Wall Street lore presumes that September is the worst month for stocks. Piper Sandler decided to look at whether data bears that out, and if it does, whether it extends to banks, as well.
The firm looked back at the last 25 years and calculated the percentage of positive months for each month of the year for the S&P 500 Index (SPX). Indeed, September had the lowest percentage, showing gains 46% of the time, Mark Fitzgibbon, head of FSG Research at Piper wrote in a recent note to clients. November had the highest, seeing gains 75% of the time.

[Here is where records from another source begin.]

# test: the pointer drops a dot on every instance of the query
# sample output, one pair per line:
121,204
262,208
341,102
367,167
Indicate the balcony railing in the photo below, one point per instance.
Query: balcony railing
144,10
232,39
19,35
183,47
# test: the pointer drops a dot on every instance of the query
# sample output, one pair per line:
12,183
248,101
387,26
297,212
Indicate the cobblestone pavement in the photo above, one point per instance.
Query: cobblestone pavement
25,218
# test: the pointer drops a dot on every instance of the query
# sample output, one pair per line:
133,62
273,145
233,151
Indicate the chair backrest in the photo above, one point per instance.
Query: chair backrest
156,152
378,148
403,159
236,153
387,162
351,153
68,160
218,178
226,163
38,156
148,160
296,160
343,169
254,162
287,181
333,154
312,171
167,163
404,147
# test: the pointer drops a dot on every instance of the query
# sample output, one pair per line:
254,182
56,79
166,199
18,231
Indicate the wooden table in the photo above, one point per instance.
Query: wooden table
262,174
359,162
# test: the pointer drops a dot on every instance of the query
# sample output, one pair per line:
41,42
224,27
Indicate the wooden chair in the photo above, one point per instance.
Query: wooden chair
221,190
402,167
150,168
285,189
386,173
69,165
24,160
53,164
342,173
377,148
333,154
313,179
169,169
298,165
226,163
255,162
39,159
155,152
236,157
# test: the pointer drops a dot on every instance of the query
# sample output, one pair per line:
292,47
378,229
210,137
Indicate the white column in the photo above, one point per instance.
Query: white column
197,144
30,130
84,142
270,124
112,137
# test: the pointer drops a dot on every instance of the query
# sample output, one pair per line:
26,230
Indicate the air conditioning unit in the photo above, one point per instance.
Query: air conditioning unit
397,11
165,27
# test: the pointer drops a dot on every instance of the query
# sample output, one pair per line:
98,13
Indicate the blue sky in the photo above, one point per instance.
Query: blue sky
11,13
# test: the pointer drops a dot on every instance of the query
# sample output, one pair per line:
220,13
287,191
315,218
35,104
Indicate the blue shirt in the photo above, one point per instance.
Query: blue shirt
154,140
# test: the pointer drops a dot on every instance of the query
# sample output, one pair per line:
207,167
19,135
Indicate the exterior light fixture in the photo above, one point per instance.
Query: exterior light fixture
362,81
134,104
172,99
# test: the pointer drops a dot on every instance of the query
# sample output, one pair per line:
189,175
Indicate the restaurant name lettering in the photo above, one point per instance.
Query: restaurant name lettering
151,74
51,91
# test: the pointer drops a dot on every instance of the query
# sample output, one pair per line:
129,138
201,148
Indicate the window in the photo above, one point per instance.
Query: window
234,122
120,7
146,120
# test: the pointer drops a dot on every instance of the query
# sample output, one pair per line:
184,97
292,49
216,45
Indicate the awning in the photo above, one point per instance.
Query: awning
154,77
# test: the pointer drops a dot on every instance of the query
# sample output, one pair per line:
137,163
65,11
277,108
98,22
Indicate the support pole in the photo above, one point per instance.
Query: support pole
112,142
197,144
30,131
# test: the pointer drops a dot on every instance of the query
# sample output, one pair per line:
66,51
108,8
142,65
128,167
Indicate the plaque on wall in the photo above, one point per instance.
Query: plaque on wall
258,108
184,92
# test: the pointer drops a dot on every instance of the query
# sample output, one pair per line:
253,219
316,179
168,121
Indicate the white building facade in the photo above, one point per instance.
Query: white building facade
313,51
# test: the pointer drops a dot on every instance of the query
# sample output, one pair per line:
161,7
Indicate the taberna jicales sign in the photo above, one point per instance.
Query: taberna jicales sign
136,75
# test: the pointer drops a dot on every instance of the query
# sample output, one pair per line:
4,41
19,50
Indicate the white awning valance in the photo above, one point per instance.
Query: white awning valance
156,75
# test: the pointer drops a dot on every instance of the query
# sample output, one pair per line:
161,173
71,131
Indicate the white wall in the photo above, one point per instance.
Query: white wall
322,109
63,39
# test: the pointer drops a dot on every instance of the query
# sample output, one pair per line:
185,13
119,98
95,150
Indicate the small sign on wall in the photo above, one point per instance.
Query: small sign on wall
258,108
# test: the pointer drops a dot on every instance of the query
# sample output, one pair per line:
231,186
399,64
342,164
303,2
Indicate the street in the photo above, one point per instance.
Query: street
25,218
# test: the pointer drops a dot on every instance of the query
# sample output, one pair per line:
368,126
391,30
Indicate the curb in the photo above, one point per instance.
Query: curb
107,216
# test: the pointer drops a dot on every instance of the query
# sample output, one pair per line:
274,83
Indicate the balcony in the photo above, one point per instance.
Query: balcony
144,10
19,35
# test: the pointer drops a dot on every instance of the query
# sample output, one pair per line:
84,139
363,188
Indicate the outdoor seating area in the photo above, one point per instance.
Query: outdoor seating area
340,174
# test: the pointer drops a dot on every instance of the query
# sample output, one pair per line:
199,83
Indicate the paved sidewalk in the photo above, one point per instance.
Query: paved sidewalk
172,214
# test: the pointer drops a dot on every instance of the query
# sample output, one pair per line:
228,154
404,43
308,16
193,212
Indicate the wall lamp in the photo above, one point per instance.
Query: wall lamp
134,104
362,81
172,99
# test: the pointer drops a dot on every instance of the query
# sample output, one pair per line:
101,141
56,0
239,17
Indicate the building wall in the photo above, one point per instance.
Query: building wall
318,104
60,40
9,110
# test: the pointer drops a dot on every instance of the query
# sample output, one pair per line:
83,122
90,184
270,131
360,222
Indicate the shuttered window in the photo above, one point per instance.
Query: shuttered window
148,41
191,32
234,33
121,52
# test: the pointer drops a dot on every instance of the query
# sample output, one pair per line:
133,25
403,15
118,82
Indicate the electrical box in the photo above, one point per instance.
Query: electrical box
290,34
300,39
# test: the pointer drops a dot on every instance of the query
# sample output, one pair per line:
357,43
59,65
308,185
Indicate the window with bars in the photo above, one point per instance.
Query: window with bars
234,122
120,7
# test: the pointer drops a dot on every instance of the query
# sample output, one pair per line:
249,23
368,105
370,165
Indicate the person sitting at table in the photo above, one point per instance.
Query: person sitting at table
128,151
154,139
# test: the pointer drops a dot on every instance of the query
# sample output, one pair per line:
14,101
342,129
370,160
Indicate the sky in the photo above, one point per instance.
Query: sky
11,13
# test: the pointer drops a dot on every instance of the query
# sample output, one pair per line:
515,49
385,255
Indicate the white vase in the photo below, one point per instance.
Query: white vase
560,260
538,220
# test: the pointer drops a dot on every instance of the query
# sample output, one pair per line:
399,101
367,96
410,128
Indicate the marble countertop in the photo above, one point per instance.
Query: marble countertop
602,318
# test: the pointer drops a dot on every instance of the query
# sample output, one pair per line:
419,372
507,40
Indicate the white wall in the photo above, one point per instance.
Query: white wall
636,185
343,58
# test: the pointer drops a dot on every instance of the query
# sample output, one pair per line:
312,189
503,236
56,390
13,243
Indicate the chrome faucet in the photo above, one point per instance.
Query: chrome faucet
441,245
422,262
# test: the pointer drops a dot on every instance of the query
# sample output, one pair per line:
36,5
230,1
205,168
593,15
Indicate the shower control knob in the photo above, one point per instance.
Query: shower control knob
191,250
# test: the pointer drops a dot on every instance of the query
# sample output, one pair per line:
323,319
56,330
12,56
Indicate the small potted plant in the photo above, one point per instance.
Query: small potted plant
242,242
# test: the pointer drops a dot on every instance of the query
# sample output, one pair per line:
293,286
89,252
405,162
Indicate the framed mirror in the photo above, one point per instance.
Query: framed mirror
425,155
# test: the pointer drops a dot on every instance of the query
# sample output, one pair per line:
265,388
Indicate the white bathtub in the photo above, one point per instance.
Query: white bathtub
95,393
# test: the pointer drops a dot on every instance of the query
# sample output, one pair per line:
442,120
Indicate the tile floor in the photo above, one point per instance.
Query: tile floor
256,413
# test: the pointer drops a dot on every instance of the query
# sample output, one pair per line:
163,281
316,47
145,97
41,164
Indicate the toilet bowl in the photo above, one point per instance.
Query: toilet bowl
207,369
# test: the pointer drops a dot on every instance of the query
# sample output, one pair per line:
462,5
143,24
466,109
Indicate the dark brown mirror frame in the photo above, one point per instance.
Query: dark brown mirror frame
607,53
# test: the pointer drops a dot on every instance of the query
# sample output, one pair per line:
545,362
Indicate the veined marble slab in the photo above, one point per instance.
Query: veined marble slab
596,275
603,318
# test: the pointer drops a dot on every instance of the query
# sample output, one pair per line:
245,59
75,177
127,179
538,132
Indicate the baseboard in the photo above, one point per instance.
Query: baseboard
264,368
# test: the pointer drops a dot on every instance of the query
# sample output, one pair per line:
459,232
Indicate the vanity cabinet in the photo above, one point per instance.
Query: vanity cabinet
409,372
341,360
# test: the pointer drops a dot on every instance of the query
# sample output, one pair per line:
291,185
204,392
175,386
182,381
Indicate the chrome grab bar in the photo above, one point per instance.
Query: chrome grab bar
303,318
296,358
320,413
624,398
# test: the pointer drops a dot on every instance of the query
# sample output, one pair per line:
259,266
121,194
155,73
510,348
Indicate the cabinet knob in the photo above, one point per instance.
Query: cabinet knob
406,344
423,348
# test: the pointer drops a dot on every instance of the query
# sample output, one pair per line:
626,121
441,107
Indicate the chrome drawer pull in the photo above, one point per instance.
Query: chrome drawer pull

Then he looked to see if the September Effect applies to bank stocks. “To our surprise, the results were a bit different from the broader market,” he wrote in a note to clients. For the S&P 500 Bank Index (SP500-401010), June was the worst month, logging gains only 32% of the time. The best month for bank stock performance was July, which recorded gains 76% of the time. September was the eighth best, or fifth worst, month of the year for that group of stocks.
For smaller bank stocks, as measured using the Nasdaq Bank Index (BKX), January and June tied for the worst-performing months and September notched the eighth-best performance. The best-performing month for that gauge was November.
Piper Sandler rates the following banks as Underweight: Bank of Hawaii (NYSE:BOH), Cathay General Bancorp (NASDAQ:CATY), Huntington Bancshares (NASDAQ:HBAN), Northwest Bancshares (NASDAQ:NWBI), Simmons First National (NASDAQ:SFNC), and Washington Trust Bancorp (NASDAQ:WASH).
Among diversified and regional banks, the SA Quant ratings system ranks New York Community Bancorp (NYSE:NYCB), Triumph Financial (NASDAQ:TFIN), Flushing Financial (NASDAQ:FFIC), Midland States Bancorp (NASDAQ:MSBI), and Eagle Bancorp (NASDAQ:EGBN) with the five lowest ratings.
The SA Quant system’s top bank picks include Bank of America (BAC), First Citizens BancShares (FCNCA), East West Bancorp (EWBC), and Wells Fargo (WFC), and Fulton Financial (FULT).
Note that in the past year, the S&P 500 Bank Index climbed 42% and the Nasdaq Bank Index increased 40%, outpacing the S&P 500’s 24% rise.